Chess players exude a quiet intensity
By Henry Davis
December 19, 2010, 09:04 AM

It was whisper quiet Saturday as 50 players competed in the Buffalo Holiday Classic Grand Prix chess tournament.

There were no screams or shouts. No high-fives or ostentatious celebrations.

Yet, a palpable intensity permeated the atmosphere as players hunched over chess boards and monitored the time on clocks, trying to outthink their opponents in one of the oldest and most popular board games on the planet.

“I love the strategy, and every game is different,” said Jonathan Boone, a member of the East High Dark Knights chess program.

He had just lost his first of four matches in the kindergarten through 12th-grade section of the tournament at the Main Place Mall but was unfazed. “For me, losing in chess isn’t failure. It only makes me want to learn and play more,” said the 11th-grader.

Rating points and, often, cash prizes are at stake in chess tournaments connected to the national chess federation. So, the affairs take on a quiet intensity, unlike a casual game.

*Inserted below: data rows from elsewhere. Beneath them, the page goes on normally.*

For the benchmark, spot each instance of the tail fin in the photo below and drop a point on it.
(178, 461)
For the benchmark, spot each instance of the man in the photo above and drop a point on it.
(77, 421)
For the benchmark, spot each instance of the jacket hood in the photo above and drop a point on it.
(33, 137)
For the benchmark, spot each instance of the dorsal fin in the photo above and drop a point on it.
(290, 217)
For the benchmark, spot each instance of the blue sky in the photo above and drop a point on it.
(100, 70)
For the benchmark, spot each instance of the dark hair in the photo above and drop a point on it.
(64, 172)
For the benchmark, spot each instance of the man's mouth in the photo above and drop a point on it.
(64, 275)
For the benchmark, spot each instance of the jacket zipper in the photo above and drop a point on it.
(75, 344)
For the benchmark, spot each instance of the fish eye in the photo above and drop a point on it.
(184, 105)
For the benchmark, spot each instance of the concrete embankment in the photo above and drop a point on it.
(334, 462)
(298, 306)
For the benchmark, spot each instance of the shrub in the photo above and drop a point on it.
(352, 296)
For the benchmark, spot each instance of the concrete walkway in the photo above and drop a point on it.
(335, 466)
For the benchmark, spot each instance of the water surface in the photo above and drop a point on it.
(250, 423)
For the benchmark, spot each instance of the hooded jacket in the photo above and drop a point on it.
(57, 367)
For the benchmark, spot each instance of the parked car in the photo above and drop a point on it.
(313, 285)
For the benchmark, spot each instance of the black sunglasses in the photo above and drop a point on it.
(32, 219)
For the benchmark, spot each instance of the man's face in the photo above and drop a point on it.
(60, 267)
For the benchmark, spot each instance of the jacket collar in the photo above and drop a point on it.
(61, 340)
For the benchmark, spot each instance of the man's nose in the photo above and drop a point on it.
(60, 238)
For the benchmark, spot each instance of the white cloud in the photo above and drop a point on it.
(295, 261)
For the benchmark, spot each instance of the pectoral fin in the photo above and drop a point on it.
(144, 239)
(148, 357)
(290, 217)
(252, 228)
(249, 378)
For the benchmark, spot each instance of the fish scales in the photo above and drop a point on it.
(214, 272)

Players’ points reflect their strength and are based on their results against other players.

This tournament was presented by The Archangel 8 Chess Academy and Buffalo Fire Commissioner Garnell W. Whitfield Jr., and it represented one of the few opportunities Buffalo-area chess-lovers have to get a rating, as well as to gain experience against new and better opponents.

First place in the open division for all comers — one of four sections in the contest—earned $150 and bragging rights.

Jennifer Santora watched patiently from a distance as her son, Sam, competed in the Under 1500 section, denoting players with a rating below the 1500 level established by the United States Chess Federation. A grandmaster has a rating of 2600 and higher, while a novice is below 1200.